The LA Times ran a cool article on the development of the Syncomm satellites. Syncom 1 failed, but Syncom 2, which was launched 50 years ago on July 26, 1963, succeded in transmitting voice and image-only TV, and President Kennedy used it for a call to the Prime Minister of Nigeria in August 1963. Syncom 3, which launched August 19, 1964 was used to telecast the 1964 Olympic Games.
The Times article describes the three Syncom engineers, shown below, and their project.
The Times article relates the trouble they had selling the project, but in retrospect, it ended up being a very small investment that launched an industry and re-shaped global culture. (It was similar to the Internet in that respect). The article also contains an interactive graphic showing the satellites currently in orbit.
My only criticism of the article is that it gives the impression that the lead engineer, Harold Rosen, was the first to conceive of a geostationary communication satellite. That concept was suggested by others and fleshed out and popularized as a communication tool by the famous science fiction writer Arthur C. Clarke in a 1945 letter to the editor and subsequent article in Wireless World Magazine. This graph, from Clarke's article, shows the equilibrium altitude for a geosynchronous satellite:
So, in addition to reading the LA Times article, I'd recommend checking these out:
- Facsimile of Clarke's letter to the editor on peacetime uses of V2 rockets after the war.

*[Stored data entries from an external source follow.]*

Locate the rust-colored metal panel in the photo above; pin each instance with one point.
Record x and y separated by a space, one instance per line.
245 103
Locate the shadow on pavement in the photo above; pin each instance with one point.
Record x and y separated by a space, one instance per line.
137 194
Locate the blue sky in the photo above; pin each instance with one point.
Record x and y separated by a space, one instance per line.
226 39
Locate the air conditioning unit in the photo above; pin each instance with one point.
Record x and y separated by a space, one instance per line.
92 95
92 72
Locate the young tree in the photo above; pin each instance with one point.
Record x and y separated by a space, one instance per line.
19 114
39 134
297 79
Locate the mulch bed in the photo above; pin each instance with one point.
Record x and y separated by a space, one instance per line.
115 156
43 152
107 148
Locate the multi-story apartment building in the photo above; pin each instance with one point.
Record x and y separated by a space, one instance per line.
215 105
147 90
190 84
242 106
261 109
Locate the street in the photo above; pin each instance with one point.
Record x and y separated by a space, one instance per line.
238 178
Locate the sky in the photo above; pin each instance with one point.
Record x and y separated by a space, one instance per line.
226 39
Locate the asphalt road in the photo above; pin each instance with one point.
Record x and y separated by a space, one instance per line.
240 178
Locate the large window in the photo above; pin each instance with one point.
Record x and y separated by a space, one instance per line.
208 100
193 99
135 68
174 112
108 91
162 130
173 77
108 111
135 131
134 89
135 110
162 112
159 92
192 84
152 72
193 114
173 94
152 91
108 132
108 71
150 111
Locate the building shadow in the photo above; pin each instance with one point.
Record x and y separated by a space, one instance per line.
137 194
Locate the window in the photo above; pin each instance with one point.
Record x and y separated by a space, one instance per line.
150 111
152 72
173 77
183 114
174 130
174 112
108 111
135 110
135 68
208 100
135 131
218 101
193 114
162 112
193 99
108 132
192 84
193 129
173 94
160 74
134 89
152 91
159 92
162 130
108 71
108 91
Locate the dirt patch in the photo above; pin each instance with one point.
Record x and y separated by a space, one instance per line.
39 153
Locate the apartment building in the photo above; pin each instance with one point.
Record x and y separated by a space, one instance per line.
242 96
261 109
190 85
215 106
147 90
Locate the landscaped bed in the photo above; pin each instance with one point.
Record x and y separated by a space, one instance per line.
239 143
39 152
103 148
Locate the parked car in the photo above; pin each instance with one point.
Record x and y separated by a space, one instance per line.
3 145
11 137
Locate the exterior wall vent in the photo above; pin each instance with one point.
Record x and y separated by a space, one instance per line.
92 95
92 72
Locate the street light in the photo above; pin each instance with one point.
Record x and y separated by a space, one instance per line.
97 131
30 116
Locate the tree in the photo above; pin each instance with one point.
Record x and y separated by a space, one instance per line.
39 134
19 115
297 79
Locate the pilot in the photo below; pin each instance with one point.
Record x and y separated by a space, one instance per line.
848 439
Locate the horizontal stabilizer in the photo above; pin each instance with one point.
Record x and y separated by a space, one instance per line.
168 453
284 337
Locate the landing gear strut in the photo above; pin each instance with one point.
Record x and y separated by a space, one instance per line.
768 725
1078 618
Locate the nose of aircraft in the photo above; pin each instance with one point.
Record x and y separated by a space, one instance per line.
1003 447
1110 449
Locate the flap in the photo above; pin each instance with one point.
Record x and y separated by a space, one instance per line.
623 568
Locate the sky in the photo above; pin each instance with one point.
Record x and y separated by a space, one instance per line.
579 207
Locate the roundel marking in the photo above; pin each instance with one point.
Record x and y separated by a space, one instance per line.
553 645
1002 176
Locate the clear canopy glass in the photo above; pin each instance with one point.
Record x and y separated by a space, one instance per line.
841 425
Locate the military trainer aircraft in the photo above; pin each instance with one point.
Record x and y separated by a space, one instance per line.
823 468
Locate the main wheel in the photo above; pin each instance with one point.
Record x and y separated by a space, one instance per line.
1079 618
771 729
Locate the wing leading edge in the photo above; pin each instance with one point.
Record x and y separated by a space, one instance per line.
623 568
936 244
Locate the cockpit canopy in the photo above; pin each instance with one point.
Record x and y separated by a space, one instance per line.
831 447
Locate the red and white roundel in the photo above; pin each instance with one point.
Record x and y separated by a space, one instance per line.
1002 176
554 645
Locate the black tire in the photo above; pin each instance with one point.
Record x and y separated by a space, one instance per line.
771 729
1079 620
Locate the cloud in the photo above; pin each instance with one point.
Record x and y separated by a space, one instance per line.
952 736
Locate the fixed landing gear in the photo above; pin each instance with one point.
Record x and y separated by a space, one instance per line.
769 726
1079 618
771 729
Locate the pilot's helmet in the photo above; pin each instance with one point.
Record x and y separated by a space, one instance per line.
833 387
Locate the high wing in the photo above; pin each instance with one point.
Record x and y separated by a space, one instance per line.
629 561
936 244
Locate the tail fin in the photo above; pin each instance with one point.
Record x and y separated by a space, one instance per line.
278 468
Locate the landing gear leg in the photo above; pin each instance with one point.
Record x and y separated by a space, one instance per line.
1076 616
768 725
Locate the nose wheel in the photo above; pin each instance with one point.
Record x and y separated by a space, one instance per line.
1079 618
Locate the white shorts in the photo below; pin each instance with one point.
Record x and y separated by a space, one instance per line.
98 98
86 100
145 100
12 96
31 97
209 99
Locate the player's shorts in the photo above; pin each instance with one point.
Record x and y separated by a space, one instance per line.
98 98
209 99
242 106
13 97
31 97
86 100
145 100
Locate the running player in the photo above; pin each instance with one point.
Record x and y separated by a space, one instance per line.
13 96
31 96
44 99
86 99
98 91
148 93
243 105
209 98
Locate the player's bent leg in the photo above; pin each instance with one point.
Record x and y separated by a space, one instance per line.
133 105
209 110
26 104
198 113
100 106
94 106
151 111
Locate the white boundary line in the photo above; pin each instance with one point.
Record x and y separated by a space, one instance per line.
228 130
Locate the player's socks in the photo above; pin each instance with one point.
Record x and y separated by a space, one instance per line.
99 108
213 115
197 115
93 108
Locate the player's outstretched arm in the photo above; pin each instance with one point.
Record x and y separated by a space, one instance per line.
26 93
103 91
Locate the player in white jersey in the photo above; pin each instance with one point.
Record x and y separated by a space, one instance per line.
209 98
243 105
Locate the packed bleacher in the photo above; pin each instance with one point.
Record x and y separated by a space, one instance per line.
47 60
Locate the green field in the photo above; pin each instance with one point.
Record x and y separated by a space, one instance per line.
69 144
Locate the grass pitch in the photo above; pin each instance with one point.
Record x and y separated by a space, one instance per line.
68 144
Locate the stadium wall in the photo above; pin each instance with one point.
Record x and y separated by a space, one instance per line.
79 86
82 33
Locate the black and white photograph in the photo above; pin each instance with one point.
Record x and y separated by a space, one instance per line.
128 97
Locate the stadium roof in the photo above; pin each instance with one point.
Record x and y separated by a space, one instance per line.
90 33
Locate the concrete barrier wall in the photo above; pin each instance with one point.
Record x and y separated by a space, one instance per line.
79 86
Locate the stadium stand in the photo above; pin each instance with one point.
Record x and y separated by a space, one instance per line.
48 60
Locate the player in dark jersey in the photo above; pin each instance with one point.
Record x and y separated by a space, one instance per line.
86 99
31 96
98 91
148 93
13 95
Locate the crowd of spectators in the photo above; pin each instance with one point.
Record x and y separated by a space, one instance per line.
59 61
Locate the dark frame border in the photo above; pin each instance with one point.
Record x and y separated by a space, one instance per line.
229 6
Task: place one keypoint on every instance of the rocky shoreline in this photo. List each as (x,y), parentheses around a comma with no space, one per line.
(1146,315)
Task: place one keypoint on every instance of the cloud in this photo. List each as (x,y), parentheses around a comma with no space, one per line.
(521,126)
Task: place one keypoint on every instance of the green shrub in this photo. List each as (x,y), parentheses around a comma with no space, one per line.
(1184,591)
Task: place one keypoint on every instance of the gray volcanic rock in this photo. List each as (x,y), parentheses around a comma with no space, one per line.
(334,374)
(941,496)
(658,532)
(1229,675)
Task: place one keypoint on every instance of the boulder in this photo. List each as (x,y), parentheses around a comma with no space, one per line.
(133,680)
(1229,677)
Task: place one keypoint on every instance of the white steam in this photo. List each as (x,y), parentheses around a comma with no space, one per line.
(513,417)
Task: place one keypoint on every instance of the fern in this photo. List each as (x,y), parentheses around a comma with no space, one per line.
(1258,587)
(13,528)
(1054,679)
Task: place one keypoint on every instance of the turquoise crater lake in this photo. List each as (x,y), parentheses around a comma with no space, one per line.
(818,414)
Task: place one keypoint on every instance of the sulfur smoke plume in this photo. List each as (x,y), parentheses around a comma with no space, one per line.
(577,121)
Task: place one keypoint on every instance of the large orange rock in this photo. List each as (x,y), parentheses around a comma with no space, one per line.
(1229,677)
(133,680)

- OCR version of Clarke's October 1945 article Extra-Terrestrial Relays.
- Facsimile of Clarke's October 1945 article Extra-Terrestrial Relays.
Time flies -- the Earth now has a fiber-optic nervous system that far outstrips communication satellite capacity. That would have been hard to predict in 1963, but if you think Arthur C. Clarke would have been surprised, read his book on the cabling of The Earth, How the World Was One.